Step 1 - decide what you are adjusting - is the idle uneven, too fast, too slow, too rich?
Step 2 - get yourself a magic screwdriver.
Step 3 - the two diagrams below show the idle and mixture screws.
the idle screw is the big one with the exposed spring on the side of the side of the carbie
the mixture screw is the smaller recessed screw forward of the idle screw.
Top picture is idle, bottom is mixture
Step 4 - Get the idle speed going about where you want it - clockwise is faster, anti-clockwise is slower. Work on both carbies in turn, keeping adjustments equal.
Once you have the idle speed right, we work on getting the mixture right. Don't worry for the moment if the idle is uneven between cylinders.
Step 5 - Now for the mixture screw. Anti-clockwise = richer, clockwise = leaner. You have to listen to the exhaust and watch the tacho as well.
Turn the screw about a quarter turn in either direction, and check whether the revs rise or fall. Repeat in the opposite direction if the revs fall in the first direction.
You will find a point where the engine revs fastest. Turn the screw to make the mixture just a little richer (even 1/8 turn is fine).
Now go to the other carbie and repeat the process. You should notice the same "sweet spot" where the bike idles fastest, and again make the mixture just a fraction rich.
Listen to the exhaust - the tone of the beats should be similar: a normal and hollow beat alternating indicates one cylinder is too lean - enrich and back off the mix on one carbie them the other and see if the noise disappears. You should find out which one is the culprit pretty quickly
A "fluffy" beat (for want of a better term) indicates one or both cylinders running too rich. Lean and enrich the carbies until you get a strong sounding beat.
Step 6 - by now you've got the mixture sorted and have probably discovered the bike is idling faster than you want. First, listen to the exhaust beat - is it even? Ideally you want to lower the idle speed on the carbie that is too fast, so that the beat become even. If the beat is already even, you have to back off the idle screws on both carbies in small equal increments. Don't get suicidal if it's hard to pick whether they're even or not - as long as the bike idles at the right speed and sounds okay.

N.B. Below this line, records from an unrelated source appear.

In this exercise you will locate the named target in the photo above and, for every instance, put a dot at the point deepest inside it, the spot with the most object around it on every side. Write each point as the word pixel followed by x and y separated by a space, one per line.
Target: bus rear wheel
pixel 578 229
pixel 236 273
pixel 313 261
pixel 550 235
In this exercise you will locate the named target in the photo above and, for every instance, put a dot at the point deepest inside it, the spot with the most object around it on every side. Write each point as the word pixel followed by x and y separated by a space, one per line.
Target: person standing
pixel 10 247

Apparently the purists sneer at vacuum gauges, but it doesn't mean you have to live in unsynchronised purgatory. There's lots of ways to sync, but here's a way that I find really easy and accurate (providing they're in sync at idle to being with!)
Take off the air filters
Stand on the right side of the bike
With your left hand reach across the seat and put your middle finder lightly against the base of the slide in the rear carbie
Look at the front carbie - you can see the slide.

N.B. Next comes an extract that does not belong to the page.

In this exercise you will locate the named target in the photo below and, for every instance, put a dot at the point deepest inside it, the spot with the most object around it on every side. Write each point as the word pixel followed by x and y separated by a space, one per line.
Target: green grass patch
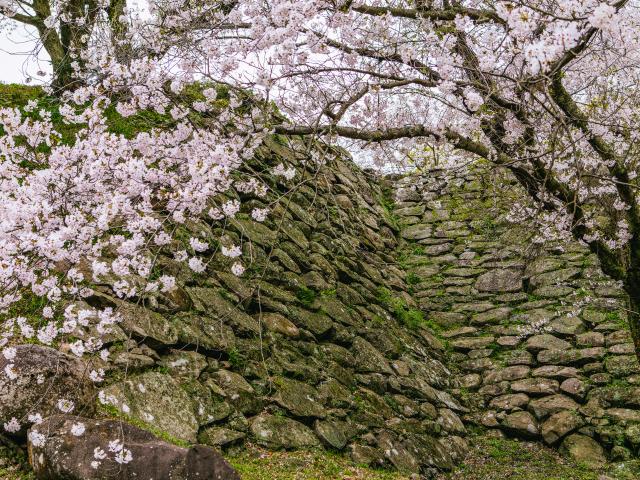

Now gently twist the throttle - your finger feels the rear carbie's slide move, and your eyes see the front slide move.
You'll tell pretty readily that one is moving before the other. Working on the adjustment nut of the front carbie as shown in the diagram below, screw in or unscrew the nut until you can tell the slides are getting closer to moving in unison.
This picture is of the rear carbie, by the way...

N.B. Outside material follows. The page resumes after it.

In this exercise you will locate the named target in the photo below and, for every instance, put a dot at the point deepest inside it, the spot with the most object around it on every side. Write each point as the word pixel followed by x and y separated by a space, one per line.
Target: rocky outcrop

You'll be amazed by how accurately you can sync the slides in this fashion.
Check the seating of the cables at both the throttle and the tops of the carbies to ensure you haven't got a snag or an unhoused end - this will affect the result.
You may discover that the carbies feel like they go out of sync once the engine heats up (rough revving, apparent drop in power). Don't despair - repeat the exercise again. If the sync is still fine, it may be your jetting that requires attention.
Replace your air filters and go for a blat.